After a brief warming up session with Justin at the back of the Stove (see Part 1) we moved to the nearby back alley to explore rooftops and fire escapes as urban lifestyle portrait locations. I liked the combination of bricks, concrete, metal mesh, graffiti and wire knots crossing the sky.
I often use the “magic bag” technique for my Urban Portraits Dumfries project when the participants are encouraged to surprise me with a mystery item to incorporate as a prop. I told Justin earlier that I wanted to draw more visually on urban lifestyles and he came up with a pair of climbing shoes for parkour-type images as an inspiration.
It was such a unusual, unexpected and photographically satisfying proposition because it allowed Justin to interact with urban spaces and architectural features in a more direct physical way.
We tested the back staircase and it was quite sturdy and secure. We also made sure we couldn’t damage anything. Justin assured me that he did this sort of thing before and it was safe. John, my husband, was standing out of the frame, to be at hand – just in case. And off we went taking urban portraits, rooftops and all…
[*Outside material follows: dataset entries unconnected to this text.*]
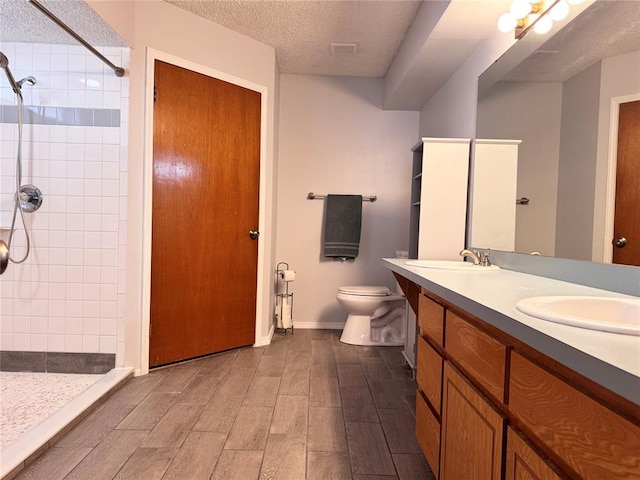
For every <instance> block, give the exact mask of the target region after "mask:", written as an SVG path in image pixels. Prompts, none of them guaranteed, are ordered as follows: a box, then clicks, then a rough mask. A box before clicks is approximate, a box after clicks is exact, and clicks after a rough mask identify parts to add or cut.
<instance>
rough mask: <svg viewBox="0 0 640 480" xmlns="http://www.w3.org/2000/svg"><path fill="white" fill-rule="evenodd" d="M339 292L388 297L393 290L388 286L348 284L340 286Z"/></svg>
mask: <svg viewBox="0 0 640 480" xmlns="http://www.w3.org/2000/svg"><path fill="white" fill-rule="evenodd" d="M338 293H344V294H346V295H359V296H363V297H386V296H387V295H391V294H392V293H393V292H392V291H391V290H389V289H388V288H387V287H369V286H347V287H340V288H338Z"/></svg>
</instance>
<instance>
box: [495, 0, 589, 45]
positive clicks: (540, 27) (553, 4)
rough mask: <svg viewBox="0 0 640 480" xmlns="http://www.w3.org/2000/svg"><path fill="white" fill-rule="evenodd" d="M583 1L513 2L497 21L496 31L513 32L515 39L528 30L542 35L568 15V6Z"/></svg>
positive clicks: (578, 2)
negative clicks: (509, 7)
mask: <svg viewBox="0 0 640 480" xmlns="http://www.w3.org/2000/svg"><path fill="white" fill-rule="evenodd" d="M583 1H584V0H513V2H512V3H511V8H510V9H509V11H508V12H507V13H504V14H502V15H501V16H500V18H499V19H498V30H500V31H501V32H505V33H507V32H510V31H512V30H515V37H516V39H520V38H522V37H523V36H524V35H525V34H526V33H527V32H528V31H529V30H531V29H533V31H534V32H536V33H540V34H544V33H547V32H549V31H550V30H551V28H552V27H553V22H554V21H556V22H559V21H561V20H563V19H565V18H566V17H567V15H569V5H578V4H580V3H582V2H583Z"/></svg>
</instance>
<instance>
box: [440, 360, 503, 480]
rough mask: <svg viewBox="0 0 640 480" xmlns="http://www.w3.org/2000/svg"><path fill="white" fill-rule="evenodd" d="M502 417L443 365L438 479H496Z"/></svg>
mask: <svg viewBox="0 0 640 480" xmlns="http://www.w3.org/2000/svg"><path fill="white" fill-rule="evenodd" d="M504 422H505V421H504V418H503V417H502V416H501V415H500V414H499V413H498V412H496V411H495V410H494V409H493V407H491V405H490V404H489V402H488V401H487V400H485V399H484V398H483V397H482V396H481V395H480V394H479V393H478V392H477V390H476V389H475V388H474V387H472V386H471V385H470V384H469V383H468V382H467V381H466V380H465V379H464V377H462V375H461V374H460V373H458V371H457V370H455V369H454V368H453V367H452V366H451V364H450V363H449V362H445V364H444V376H443V398H442V433H441V435H442V436H441V444H440V480H460V479H465V480H500V479H501V474H502V445H503V437H504Z"/></svg>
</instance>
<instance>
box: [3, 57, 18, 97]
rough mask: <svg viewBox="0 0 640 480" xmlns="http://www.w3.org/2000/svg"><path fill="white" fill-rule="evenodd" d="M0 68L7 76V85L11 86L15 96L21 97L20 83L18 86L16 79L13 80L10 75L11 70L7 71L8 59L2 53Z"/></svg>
mask: <svg viewBox="0 0 640 480" xmlns="http://www.w3.org/2000/svg"><path fill="white" fill-rule="evenodd" d="M0 67H2V69H3V70H4V73H6V74H7V80H9V83H10V84H11V88H12V89H13V91H14V92H15V94H16V95H20V96H21V97H22V93H21V85H22V81H21V82H20V84H18V82H16V79H15V78H13V75H12V74H11V70H10V69H9V59H8V58H7V56H6V55H5V54H4V53H2V52H0Z"/></svg>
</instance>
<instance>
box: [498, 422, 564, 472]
mask: <svg viewBox="0 0 640 480" xmlns="http://www.w3.org/2000/svg"><path fill="white" fill-rule="evenodd" d="M507 430H508V433H507V470H506V474H505V480H561V479H560V477H559V476H558V475H556V473H555V472H554V471H553V469H552V468H551V467H550V466H549V465H548V464H547V463H546V462H545V461H544V460H543V459H542V457H540V455H538V454H537V453H536V452H535V451H534V450H533V449H532V448H531V447H530V446H529V445H528V444H527V442H525V441H524V439H522V438H520V435H518V434H517V433H516V431H515V430H513V429H512V428H511V427H509V428H508V429H507Z"/></svg>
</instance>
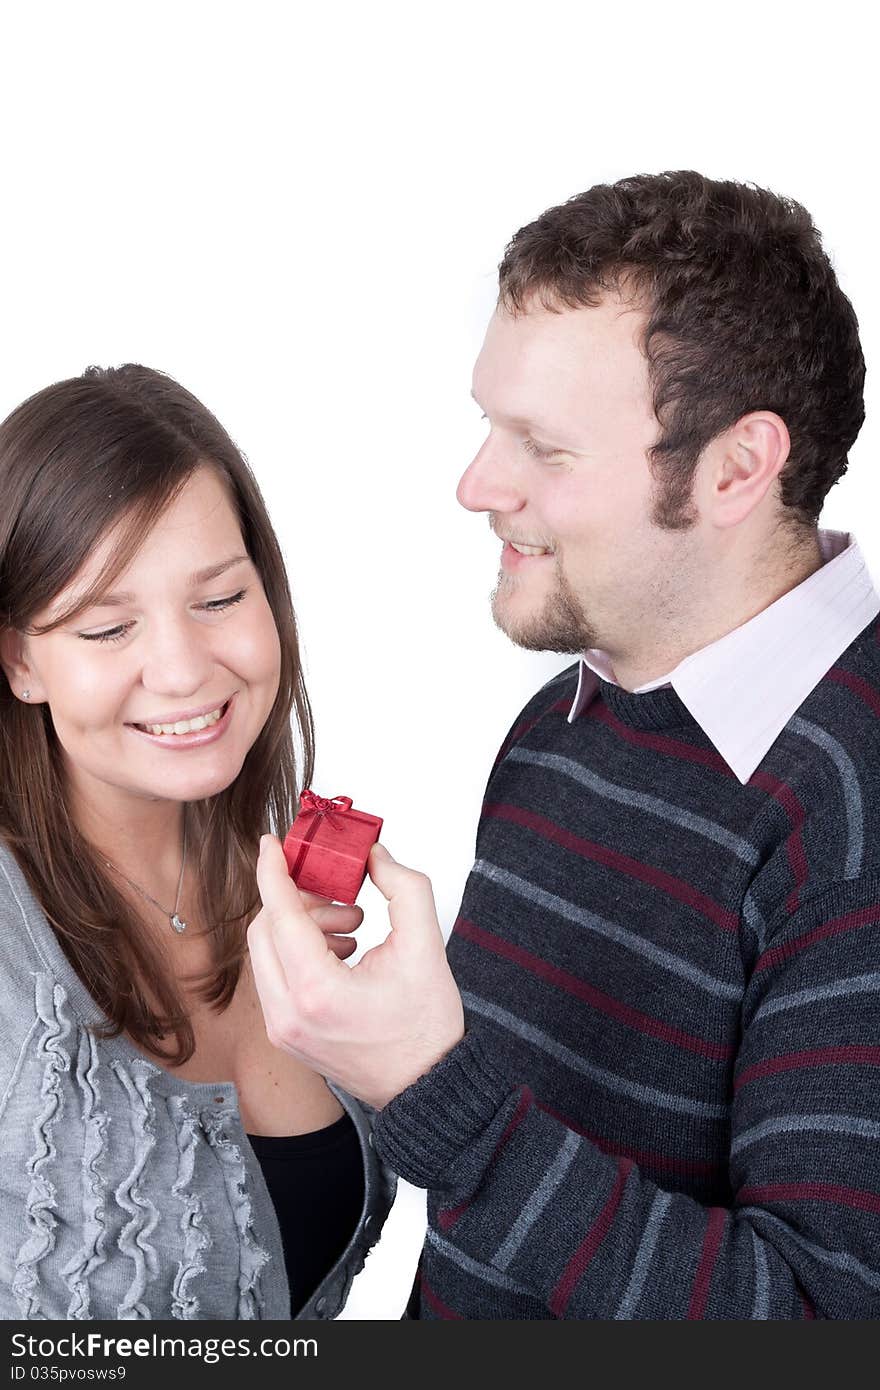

The omnipresent knobbly wires were quite a distance away – their proximity is just an optical illusion in the photos. I left them in the frame because I felt they lent rooftop images an additional urban “industrial” touch.
We integrated some climbing, crawling, balancing and swinging movements into our photo shoot, navigating a familiar location, which people pass on their way to the car park without giving it a thought, in an unexpected way. Of course, we also took some more straightforward urban headshots and three quarter length portraits of Justin as well.
Back alleys and fire escapes are among my most favourite outdoor portrait sets, but it was the first time I had a subject who had climbing training, safe footwear for better sensitivity and balance, spacial awareness, agility and coordination to attempt this type of shots. Very happy!